Saturday, May 1, 2010

Las amenazas de la piratería a la televisión.


A special report on television. (2 of 2).

Apr 29th 2010.
Ahoy there!
From The Economist print edition
The perils of piracy.

GO TO Google's home page and type the name of your favourite TV programme into the search bar, followed by the word "torrent". Press the return key. There it is: a feast of pirated television on file-sharing websites, found for you by the world's most powerful search engine. Napster, a peer-to-peer outfit that brought the recorded-music business to its knees about ten years ago, was not nearly as quick or easy.

Television piracy gets less attention than film or music piracy, but it is no less widespread. One of the big obstacles that had stood in its way—the large file sizes required to transmit video—is shrinking as computers get faster and bandwidth costs come down. More and more people are buying televisions that can connect to the internet. There is a danger that piracy will move on from teenagers skulking in bedrooms and into the living room. A furtive activity could become mainstream.

If Google searches are any guide, piracy is at its most rampant while shows like "Lost" are airing on television (see chart). The peaks near the beginning of each season suggest that some people use torrent sites to get copies of shows from previous seasons, filling themselves in on the plot before the new one starts. It is likely that every stream of a copied show represents a lost viewer on television. Piracy is a direct threat. Yet television is not about to suffer a catastrophic "Napster moment".
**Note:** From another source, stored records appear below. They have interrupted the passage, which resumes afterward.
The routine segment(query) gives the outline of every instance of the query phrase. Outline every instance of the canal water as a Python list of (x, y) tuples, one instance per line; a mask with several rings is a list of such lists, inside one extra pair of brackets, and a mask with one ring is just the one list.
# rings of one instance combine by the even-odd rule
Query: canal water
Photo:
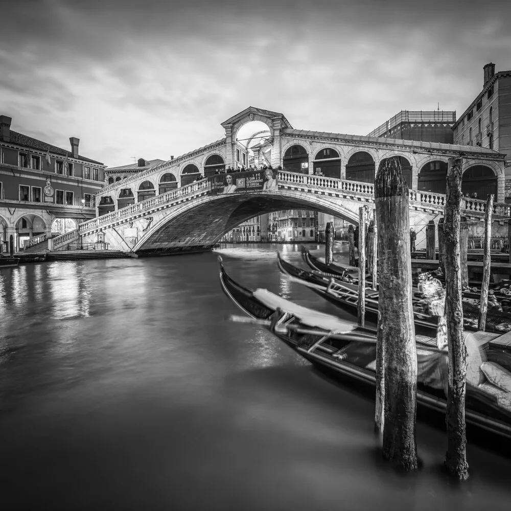
[(369, 397), (224, 320), (241, 313), (219, 254), (248, 287), (337, 312), (280, 273), (276, 250), (301, 264), (299, 248), (2, 270), (0, 508), (509, 509), (509, 459), (470, 446), (458, 487), (445, 433), (419, 423), (423, 466), (399, 475)]

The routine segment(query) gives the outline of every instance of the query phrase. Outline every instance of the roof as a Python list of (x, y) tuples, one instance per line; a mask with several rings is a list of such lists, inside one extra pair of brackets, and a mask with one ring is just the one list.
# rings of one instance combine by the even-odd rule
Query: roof
[(470, 104), (470, 106), (469, 106), (467, 110), (466, 110), (463, 113), (462, 113), (461, 115), (458, 118), (458, 120), (456, 121), (454, 124), (453, 124), (451, 129), (453, 130), (456, 129), (456, 128), (459, 125), (459, 124), (461, 122), (461, 121), (465, 118), (465, 115), (466, 115), (469, 112), (470, 112), (474, 108), (477, 102), (484, 95), (488, 89), (489, 89), (490, 87), (492, 87), (495, 82), (499, 79), (499, 78), (503, 78), (504, 76), (511, 76), (511, 70), (508, 71), (499, 71), (498, 73), (496, 73), (492, 77), (491, 79), (488, 81), (488, 83), (486, 83), (486, 84), (482, 88), (482, 90), (481, 92), (477, 95), (476, 99)]
[(162, 163), (165, 163), (165, 160), (157, 159), (144, 160), (144, 161), (146, 162), (146, 165), (144, 167), (138, 167), (138, 161), (135, 161), (134, 163), (130, 164), (129, 165), (123, 165), (121, 167), (108, 167), (105, 169), (105, 171), (107, 172), (122, 172), (127, 170), (136, 170), (139, 172), (141, 172), (144, 170), (148, 170), (155, 165), (159, 165)]
[[(441, 142), (422, 142), (415, 140), (402, 140), (394, 138), (385, 138), (382, 137), (364, 136), (362, 135), (346, 135), (343, 133), (327, 133), (324, 131), (311, 131), (307, 130), (290, 129), (285, 128), (281, 130), (281, 134), (292, 136), (318, 136), (322, 138), (340, 139), (346, 142), (366, 142), (367, 143), (385, 144), (387, 145), (408, 146), (420, 149), (438, 149), (443, 151), (452, 151), (456, 152), (482, 153), (487, 155), (497, 155), (500, 153), (497, 151), (478, 146), (461, 146), (456, 144), (443, 144)], [(504, 155), (501, 155), (504, 157)]]
[[(37, 138), (33, 138), (31, 136), (18, 133), (17, 131), (13, 131), (12, 130), (10, 130), (9, 134), (10, 140), (8, 142), (6, 142), (6, 144), (12, 144), (21, 147), (26, 147), (29, 149), (36, 149), (45, 152), (49, 149), (50, 153), (53, 154), (59, 154), (62, 156), (67, 156), (68, 158), (81, 159), (84, 161), (95, 163), (98, 165), (103, 165), (101, 161), (96, 161), (96, 160), (90, 159), (90, 158), (86, 158), (85, 156), (79, 155), (77, 156), (74, 156), (70, 151), (66, 151), (65, 149), (57, 147), (56, 146), (52, 146), (51, 144), (48, 144), (47, 142), (42, 142)], [(0, 142), (4, 142), (3, 137), (1, 135), (0, 135)]]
When Napster emerged ten years ago, music CDs containing two or three good tracks and a lot of padding were sold in shops for $14.99, and often more outside America. Singles were few and cost almost as much as albums. Compressed digital files such as MP3s were not on offer yet. And music piracy was widely tolerated: even respectable folk had their own sneaky collections of C90 tapes. Dissatisfied customers and a culture of copying created an ideal environment for file-sharing to grow.

By contrast, television's unit of output is already the size people want it. They like to watch whole episodes of "Desperate Housewives", not extract the best ten minutes of an episode, as music fans like to extract the best tracks from an album. Much free television can already be watched legally on computers and mobile phones. And TV-watching couch potatoes tend to be lazy. Trawling virus-addled websites in search of programmes seems too much like hard work.

TV piracy appeals for two reasons. It can bring shows to foreign audiences faster, and it is free. The first advantage matters for only a very few shows, most of them slick American dramas. The Chinese do not hunger for episodes of "Slovenija Ima Talent" (Slovenia's Got Talent) or "Top Gear Russia". And media firms have reduced this advantage further by releasing TV shows almost simultaneously in different countries. The second advantage is not as big as it appears either. Unlike music and film, nearly all television is free at the margin: once a household has paid its subscription, it costs nothing to watch another show.

The real threat posed by piracy is not that it threatens television's current business model but that it makes building a new one more difficult. Aware of the limitations of advertising-supported online video, European media firms are currently testing micropayments for shows. The wide availability of free illegal alternatives may well crimp these efforts.

In this sense the pertinent parallel is not with music or films but with newspapers and magazines. These days print piracy is a trivial issue, since most general news articles are given away free. If newspapers and magazines begin charging people to read their output, the pirates are likely to turn up, and quickly. So it may be with television.